Chapitre 4 : Direction la péninsule
Partie 4
« Tout s’est déroulé comme prévu jusqu’à présent. », déclara Ryoma.
Tout le monde assis autour de la table hocha la tête fermement en signe d’affirmation, avec des sourires indomptables et sauvages sur les lèvres.
Un territoire qui leur est propre. Un royaume à eux. Et outre l’envie et l’aspiration, ils avaient pleinement confiance qu’ils avaient bravé avec succès cette région dangereuse.
Ils étaient entrés dans la péninsule et avaient été attaqués par des monstres des dizaines de fois. Même un chasseur expert dans la poursuite de sa proie rencontrerait rarement cela le premier jour. En comparaison, le taux de rencontre avec les monstres était alarmant.
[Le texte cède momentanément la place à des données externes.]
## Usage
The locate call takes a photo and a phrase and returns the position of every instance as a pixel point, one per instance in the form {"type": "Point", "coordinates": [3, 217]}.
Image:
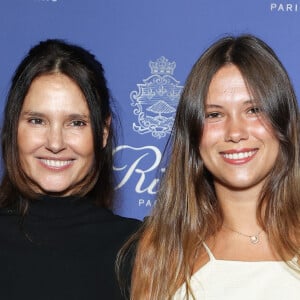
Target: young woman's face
{"type": "Point", "coordinates": [238, 145]}
{"type": "Point", "coordinates": [55, 139]}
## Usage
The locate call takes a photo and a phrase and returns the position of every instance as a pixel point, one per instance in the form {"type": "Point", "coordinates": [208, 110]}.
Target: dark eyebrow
{"type": "Point", "coordinates": [32, 114]}
{"type": "Point", "coordinates": [251, 101]}
{"type": "Point", "coordinates": [213, 106]}
{"type": "Point", "coordinates": [78, 116]}
{"type": "Point", "coordinates": [38, 114]}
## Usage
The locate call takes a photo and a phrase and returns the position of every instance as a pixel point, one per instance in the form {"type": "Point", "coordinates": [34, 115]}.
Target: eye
{"type": "Point", "coordinates": [213, 116]}
{"type": "Point", "coordinates": [36, 121]}
{"type": "Point", "coordinates": [78, 123]}
{"type": "Point", "coordinates": [255, 110]}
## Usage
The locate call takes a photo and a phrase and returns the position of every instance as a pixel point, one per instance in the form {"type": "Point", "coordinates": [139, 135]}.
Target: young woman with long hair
{"type": "Point", "coordinates": [227, 219]}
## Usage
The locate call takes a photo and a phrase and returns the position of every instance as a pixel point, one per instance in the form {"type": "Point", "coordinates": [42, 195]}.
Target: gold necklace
{"type": "Point", "coordinates": [254, 239]}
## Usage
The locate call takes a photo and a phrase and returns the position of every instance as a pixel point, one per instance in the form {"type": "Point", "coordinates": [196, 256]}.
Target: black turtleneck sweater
{"type": "Point", "coordinates": [64, 249]}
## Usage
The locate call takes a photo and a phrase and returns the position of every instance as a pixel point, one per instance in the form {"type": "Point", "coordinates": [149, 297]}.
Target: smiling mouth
{"type": "Point", "coordinates": [56, 163]}
{"type": "Point", "coordinates": [239, 155]}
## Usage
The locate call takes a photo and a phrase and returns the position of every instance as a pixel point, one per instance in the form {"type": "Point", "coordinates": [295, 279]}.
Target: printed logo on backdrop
{"type": "Point", "coordinates": [282, 7]}
{"type": "Point", "coordinates": [156, 100]}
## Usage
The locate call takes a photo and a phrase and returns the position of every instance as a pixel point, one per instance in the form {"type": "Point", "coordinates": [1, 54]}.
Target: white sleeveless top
{"type": "Point", "coordinates": [240, 280]}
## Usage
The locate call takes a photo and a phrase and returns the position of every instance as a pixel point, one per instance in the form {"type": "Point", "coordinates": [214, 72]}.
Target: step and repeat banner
{"type": "Point", "coordinates": [147, 49]}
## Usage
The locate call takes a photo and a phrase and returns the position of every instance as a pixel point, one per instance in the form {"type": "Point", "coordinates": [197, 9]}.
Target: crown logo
{"type": "Point", "coordinates": [162, 66]}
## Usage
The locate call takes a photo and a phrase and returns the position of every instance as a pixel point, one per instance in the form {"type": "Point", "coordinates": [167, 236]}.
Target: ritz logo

De plus, les monstres qui les attaquaient étaient tous dangereux, classés comme étant de niveau moyen ou même de haut niveau par la guilde des aventuriers. Ces rencontres firent quelques blessés, mais le fait qu’ils les aient tous éliminés sans aucune victime était un accomplissement tangible dont ils étaient fiers. Ils ne pouvaient s’empêcher de se réjouir.
« Demain, nous arriverons enfin… à cet endroit, n’est-ce pas ? », demanda Ryoma.
« Oui, à notre vitesse actuelle, nous devrions arriver demain à midi. » Genou fit un signe de tête.
Cela faisait trois jours qu’ils étaient entrés à Wortenia. La route qui partait d’Epire avait disparu depuis longtemps, et le convoi de Ryoma traversait un arrière-pays inhabité. L’herbe poussait en hauteur et le feuillage était épais, comme pour empêcher les gens de progresser. Pendant que le convoi marchait, ils devaient constamment couper les branches qui se mettaient en travers de leur chemin et marcher prudemment.
Mais aussi rude que soit l’environnement, ils ne manquaient pas de sources d’eau et n’avaient pas de mal à trouver des lieux de campements appropriés. Ce serait normalement la partie la plus difficile d’un tel voyage, mais Ryoma avait passé des mois à faire des recherches topographiques des régions intérieures de la péninsule de Wortenia. Grâce à cela, ils avaient su choisir des itinéraires efficaces pour traverser la péninsule, et en faisant des arrêts pour se reposer de temps en temps, ils avaient réussi à atteindre les régions arrière de la péninsule.
À l’heure actuelle, ils étaient assis autour d’une carte que Genou avait faite de la région de Wortenia pour planifier leur politique à venir.
« Nous devons notre progression à travers la péninsule à la qualité de nos soldats, bien sûr, mais vos ordres d’examiner la topographie de la région étaient également importants. Les informations de la guilde d’Epire auraient été insuffisantes. », déclara Sara, suite à quoi tout le monde acquiesça.
Effectivement, les profondeurs de la péninsule étaient une région inexplorée, mais cela ne voulait pas dire que personne n’y était jamais allé. Certains aventuriers avaient en effet pénétré dans la péninsule à la recherche d’un moyen de gagner rapidement de l’argent. Les informations qu’ils avaient fournies avaient été recueillies par la guilde des aventuriers d’Epire.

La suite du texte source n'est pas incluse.